Climate Change and Human Rights


[7] Given this warning, it should come as no surprise that some poor and vulnerable communities around the world are beginning to argue that climate change is resulting in violations of their human rights. In December 2005 over sixty Inuit Indians who live in arctic regions of the United States and Canada submitted a petition to the Inter-American Commission on Human Rights. Faced with a rate of warming that is almost twice the pace experienced elsewhere on the planet, the petitioners requested relief “from human rights violations resulting from the impacts of global warming and climate change caused by acts and omissions of the United States.”[10]

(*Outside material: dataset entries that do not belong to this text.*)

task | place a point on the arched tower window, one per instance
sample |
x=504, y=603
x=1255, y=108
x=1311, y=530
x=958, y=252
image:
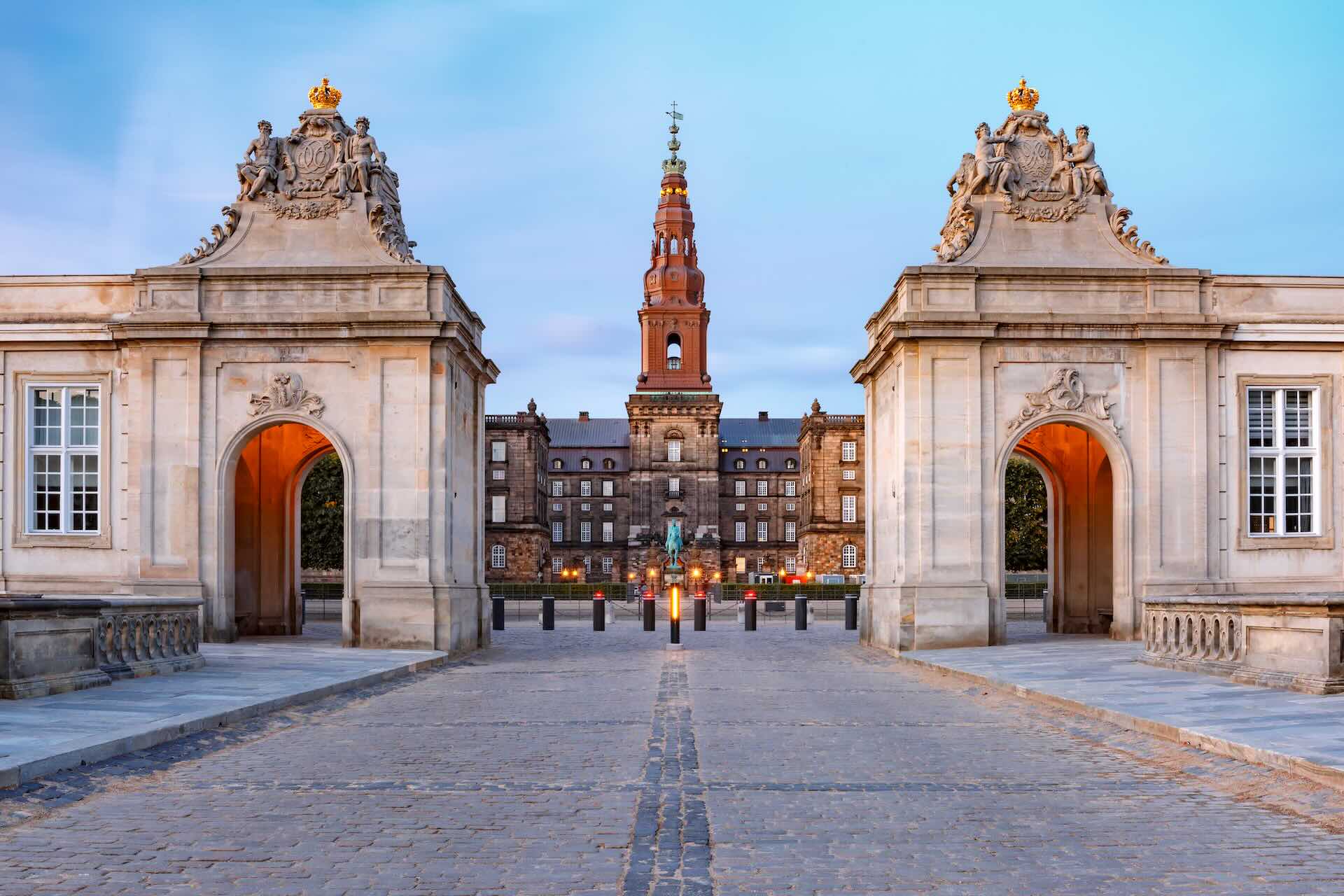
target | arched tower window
x=673, y=351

[8] This consultation has been convened to celebrate the 60th anniversary of the United Nations Universal Declaration of Human Rights in 1948.[11] Drafted originally to protect human dignity after the ravages of World War II, there are several articles in the Universal Declaration which can be applied directly to perils posed by global climate change. Excerpted below are articles in the Declaration which are most clearly relevant:



Article 3

Everyone has the right to life, liberty and security of person.


Article 7

All are equal before the law and are entitled without any discrimination to equal protection of the law. All are entitled to equal protection against any discrimination in violation of this Declaration and against any incitement to such discrimination.


Article 12

No one shall be subjected to arbitrary interference with his privacy, family, home or correspondence…. Everyone has the right to the protection of the law against such interference or attacks.


Article 17

Everyone has the right to own property alone as well as in association with others. No one shall be arbitrarily deprived of his property.


Article 22

Everyone, as a member of society, has the right to social security and is entitled to realization, through national effort and international co-operation and in accordance with the organization and resources of each State, of the economic, social and cultural rights indispensable for his dignity and the free development of his personality.


Article 25

Everyone has the right to a standard of living adequate for the health and well-being of himself and of his family, including food, clothing, housing and medical care and necessary social services, and the right to security in the event of unemployment, sickness, disability, widowhood, old age or other lack of livelihood in circumstances beyond his control.


Article 28

Everyone is entitled to a social and international order in which the rights and freedoms set forth in this Declaration can be fully realized.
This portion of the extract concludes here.